The Academy of Ocean of China and the Shanghai Academy of Social Sciences recently held a joint forum on maritime strategy. Following are excerpts from the presentations made by five scholars at the forum:
Maritime rules have to be improved
China should play a leading role in reshaping the world maritime order and, based on this, expeditiously build itself into a strong maritime country, in order to boost its socialist modernization drive with Chinese characteristics across the seas.
The report of the 19th National Congress of the Communist Party of China in October says that in the process of becoming a strong maritime country, China should make the promotion of the Belt and Road Initiative a key task, because it aims to build a community of shared future for humankind based on the principles of "consultation, co-building and sharing" and help develop a new type of international relations.
China should also make clear that the new type of international relations would be developed on the basis of a new national security and development perspective, so as to realize the goals of cooperation, common development and win-win results. Such diplomatic principles constitute China's basic maritime governance philosophy, which can facilitate the realization of its strong maritime country strategy.
The world's current maritime laws are the result of a compromise between cooperation and confrontation in the international community and thus are ambiguous besides having inherent limitations. And given their limitations on the jurisdiction claims of littoral states and the general contention of rights by other countries, such as freedom of navigation and flight, and its perceptive and technical limitations on such new issues as the genetic sources of marine biodiversity, the extant maritime laws need to be changed in a bid to better promote human development.

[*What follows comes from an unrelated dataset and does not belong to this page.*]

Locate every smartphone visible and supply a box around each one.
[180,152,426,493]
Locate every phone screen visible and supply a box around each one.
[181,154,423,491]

In fact, there are already calls to restrict the freedom of navigation in the high seas and strengthen the role of international agencies to conduct comprehensive maritime management. Whether these ideas and claims will be recognized by the international community and incorporated into the maritime laws remains to be seen.
Against this backdrop, China should transform its role and orientation to help reshape the world maritime order, by making it more comprehensive, and playing a leading role in maintaining the new order and creating an environment favorable to the realization of its strong maritime country strategy. For example, China should transform its role from an observer, maintainer and executor of maritime rules to a maker, maintainer and supervisor of the new rules.
By being clear about its role and aims, China can help transform the maritime rules to promote comprehensive sea management and realize sustainable and integrated human-marine development. As such, China should adhere to the integrated land-sea development principle, and expedite the implementation of its strong maritime country strategy to help improve the prevailing maritime system on a bilateral, regional and multilateral basis.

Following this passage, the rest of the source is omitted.